At the same time, she purchased a Miracle Collar device to dissuade his cribbing habit.

He gained weight beautifully.

But, curing his skin required a gentle hand and a lot of patience.

Stopping to smell the lilacs

“The skin was crusty and he bounced away from the touch because he was so uncomfortable,” she says. “First, we gently picked off as much of his rain rot as we could, but it wasn’t much because he would flinch from the brush.”

He was also bathed with several bottles of a medical shampoo, MTG, and given an iodine bath once a week.

“Eventually our treatments were complete and instead of a fungus-covered horse, I had a bald horse!”

Throughout all the medical care, including dental work, Braggley’s good nature remained in tact. Fellow riders at the barn would marvel at how after a few weeks together, the horse followed Farrar like a dog.

“People were so surprised to see a horse who had been off the track for less than a year, placidly follow me through cones, without a lead rope or a halter,” she says. “I had him following me everywhere, just by snapping my fingers at him and saying, ‘c’mon, Goober.’ ”

But they weren’t through all the obstacles yet.

Although Braggley re-grew a new coat, and regained fitness from routine lunging exercises, other problems emerged. A veterinarian discovered arthritis in his knee was contributing to persistent lameness.

But fortunately, the recommended treatment was Farrar to hop on and ride him as much as possible. Up to this point, Farrar rode him lightly to give him time to heal.

“I was thrilled! We cantered under saddle for the first time in August, five months after I got him,” she says. And he took to it as brilliantly as he did everything else, she adds.

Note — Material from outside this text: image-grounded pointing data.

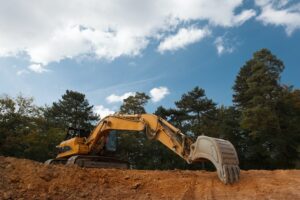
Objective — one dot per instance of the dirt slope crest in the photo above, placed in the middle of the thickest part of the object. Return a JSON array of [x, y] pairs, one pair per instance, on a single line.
[[25, 179]]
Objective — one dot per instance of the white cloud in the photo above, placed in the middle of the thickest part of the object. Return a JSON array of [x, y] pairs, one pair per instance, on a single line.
[[223, 45], [37, 68], [49, 31], [22, 72], [102, 111], [113, 98], [280, 13], [182, 38], [159, 93]]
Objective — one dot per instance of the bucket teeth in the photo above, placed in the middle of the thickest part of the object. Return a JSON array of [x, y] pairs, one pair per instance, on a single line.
[[221, 153]]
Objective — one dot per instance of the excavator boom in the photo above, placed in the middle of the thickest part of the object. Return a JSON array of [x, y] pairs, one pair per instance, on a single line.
[[220, 152]]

“While one of the other riders at my barn was struggling to address a bolting problem with her 10-year-old Quarter Horse, my five-year-old racehorse was quietly learning to leg yield at the walk and give through the neck!”

Loves to snuggle

Braggley has turned out to be so affectionate that he frequently tries to snuggle the small barn animals, and gives several children pony rides.

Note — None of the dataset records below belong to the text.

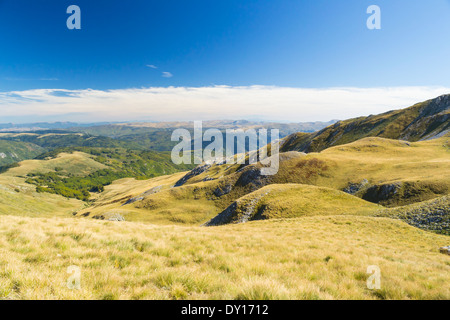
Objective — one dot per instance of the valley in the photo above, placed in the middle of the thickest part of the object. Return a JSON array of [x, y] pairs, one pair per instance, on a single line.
[[360, 192]]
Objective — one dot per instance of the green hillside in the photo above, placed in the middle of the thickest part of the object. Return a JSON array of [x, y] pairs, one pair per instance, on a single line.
[[426, 120]]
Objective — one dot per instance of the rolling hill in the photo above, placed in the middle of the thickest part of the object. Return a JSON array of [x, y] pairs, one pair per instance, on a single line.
[[423, 121]]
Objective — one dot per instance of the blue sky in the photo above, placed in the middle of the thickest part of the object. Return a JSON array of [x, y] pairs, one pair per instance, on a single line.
[[203, 43]]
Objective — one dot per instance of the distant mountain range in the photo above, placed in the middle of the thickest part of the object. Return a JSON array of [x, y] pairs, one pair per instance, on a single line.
[[422, 121]]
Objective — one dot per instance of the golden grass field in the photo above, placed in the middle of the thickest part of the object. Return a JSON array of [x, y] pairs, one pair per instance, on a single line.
[[305, 258]]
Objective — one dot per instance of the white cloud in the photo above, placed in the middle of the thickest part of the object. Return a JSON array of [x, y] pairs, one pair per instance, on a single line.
[[207, 103]]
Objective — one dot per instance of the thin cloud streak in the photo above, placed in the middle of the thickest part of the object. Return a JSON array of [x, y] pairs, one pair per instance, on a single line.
[[206, 103]]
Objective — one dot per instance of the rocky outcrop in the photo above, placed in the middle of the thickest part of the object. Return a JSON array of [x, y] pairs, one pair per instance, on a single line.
[[143, 195], [354, 188]]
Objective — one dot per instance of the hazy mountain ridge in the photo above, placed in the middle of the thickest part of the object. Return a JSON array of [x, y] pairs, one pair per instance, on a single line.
[[425, 120]]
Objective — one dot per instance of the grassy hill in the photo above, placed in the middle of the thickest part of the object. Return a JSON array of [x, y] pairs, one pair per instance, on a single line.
[[305, 258], [292, 201], [14, 151], [433, 215], [426, 120], [421, 171]]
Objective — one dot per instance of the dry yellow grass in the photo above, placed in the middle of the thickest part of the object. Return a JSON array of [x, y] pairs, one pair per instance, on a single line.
[[304, 258], [77, 163]]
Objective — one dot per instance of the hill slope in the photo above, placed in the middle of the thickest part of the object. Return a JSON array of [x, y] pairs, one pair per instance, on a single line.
[[426, 120], [15, 151], [305, 258], [292, 201]]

“I know it sounds a little weird to say, ‘Yeah, I put children on my racehorse.’ But, he has the most even temper of any horse I’ve ever met.”

A case in point: “One day while being led out of the barn, he took a wrong step and got caught up in a wheelbarrow. Instead of  exploding or freaking out he stopped and slowly extricated himself,” she says.

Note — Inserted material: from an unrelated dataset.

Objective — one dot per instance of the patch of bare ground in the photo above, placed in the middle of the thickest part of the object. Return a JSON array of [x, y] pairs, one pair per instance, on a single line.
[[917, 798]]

During months of obstacles and treatments, Braggley has remained the steady, reliable horse she first met that snowy night.

And last month, when temperatures finally warmed, he emerged every inch the fat, shiny redhead Farrar hoped for. His skin is thoroughly healed; his coat is sleek and shiny; and his round form has erased all evidence of a rough winter.

His renewal and positive attitude toward lessons has underscored Farrar’s long-held belief in Thoroughbreds.

“One of the number one lessons I learned with Thoroughbreds is that in order for them to believe, I have to believe,” she says. Together, the pair has put the rough winter behind them and is heading toward a future filled with trail rides and lessons over beginner jumps and Training 1 Dressage.

 

4 responses to “Bragsforwardmotion shines through winter ills”

  1. Louise Ferro Martin

    Another wonderful story!! Hopefully people will begin to realize what a magnificent and kind animal the thoroughbred horse is. This story is living proof. Congratulations to Mer and Braggley. He is a beautiful horse!! Thank you Susan 🙂

  2. Ashley

    Yay Braggley & Mer! Bragg is such an honest, wonderful, and eager horse. I’m so glad they found each other! <3

  3. Kate

    Mer and Braggley are so zen together, I love it. Compared to when she first got him, he looks like a million bucks (Susan did she send you a photo? He looked so sad and uncomfortable when she found him).